Ana Paula Renault, conhecida pelas opiniões fortes e diretas, tem uma lista qualificada de livros que considera essenciais
BBB é cultura: veja cinco livros já indicados por Ana Paula Renault (Foto: Reprodução)
Além de ser uma das participantes mais icônicas de todas as 26 edições do Big Brother Brasil (BBB), reality show da Globo, Ana Paula Renault também é jornalista formada pela Pontifícia Universidade Católica de Minas Gerais (PUC-MG) com duas pós-graduações na área – embora não tenha exercido a profissão por muito tempo.
- BBB 26: saiba quem é o pai de Ana Paula Renault, citado em briga com Alberto Cowboy
- PT de SP sondou Ana Paula, do BBB, para candidatura a deputada
Renault trabalhou como repórter no Vídeo Show, que era exibido nos começos de tarde da TV Globo, foi comentarista em quadros de entretenimento que repercutiam reality shows e foi comentarista do UOL. Ao longo da carreira, ela comentou pelo menos cinco obras literárias que foram destacadas abaixo. Confira.
Comunicação não violenta, de Marshall B. Rosenberg
Comunicação violenta é um processo criado por Marshall Rosenberg e alicerçado em quatro componentes: observações, sentimentos, necessidades e pedidos. Esse metódo vai além de uma explanação sobre o “jeito certo” de falar. Ele propõe ao estudioso a enxergar a relação consigo mesmo e com os outros de maneira mais consciente e empática, com práticas que podem ser simples e ao mesmo tempo revolucionárias.

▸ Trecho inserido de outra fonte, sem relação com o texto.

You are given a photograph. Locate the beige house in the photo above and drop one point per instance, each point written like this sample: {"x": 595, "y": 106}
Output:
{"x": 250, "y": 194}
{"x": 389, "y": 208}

Esse é um livro da analista junguiana Clarissa Pinkola Estés que mostra como os instintos femininos foram domesticados por homens ao longo da humanidade e como é possível restaurá-los por meio de escavações psíquico-arqueológicas’ nas ruínas do mundo subterrâneo. A analogia com lobos nasce do raciocínio de que os contos de fadas modernos pintam esses animais como crueis e monstruosos, mas que no passado eram animais que conviviam com humanos – exemplo de como os instintos foram moldados por outras forças.

O povo contra a democracia, Yascha Mounk
Yascha Mounk analisa um cenário comum a dezenas de países pelo mundo afora: a exaustão da democracia e a emergência de regimes totalitários – ou que visam reinventar modelos novos de totalitarismo. Entre eles, o que há de comum é a exclusão da população do processo de tomadas de decisões e a ascensão de governantes que se dizem adversários do sistema. Ela analisa inclusive o caso brasileiro.

Calibre 22, de Rubem Fonseca
O livro traz de volta à cena um personagem famoso de Rubem Fonseca: o detetive Mandrake. A linha narrativa principal é a tentativa de desvendar uma série de crimes contra o editor de uma famosa revista feminina, mas o enredo leva o leitor também a refletir sobre temas caros ao escritor, como misoginia, racismo, desigualdade social e o dogmatismo religioso, que muitas vezes provocam tragédias.

Quarto de despejo, de Carolina Maria de Jesus
Quarto de despejo é uma história de resilência e de superação construída a partir do diário de Carolina Maria de Jesus, uma mulher pobre obrigada a lidar todo dia com questões como a extrema miséria, a desigualdade de classe, de gênero e de raça. Apesar das dificuldades, Carolina resiste e enfrenta um dia após o outro.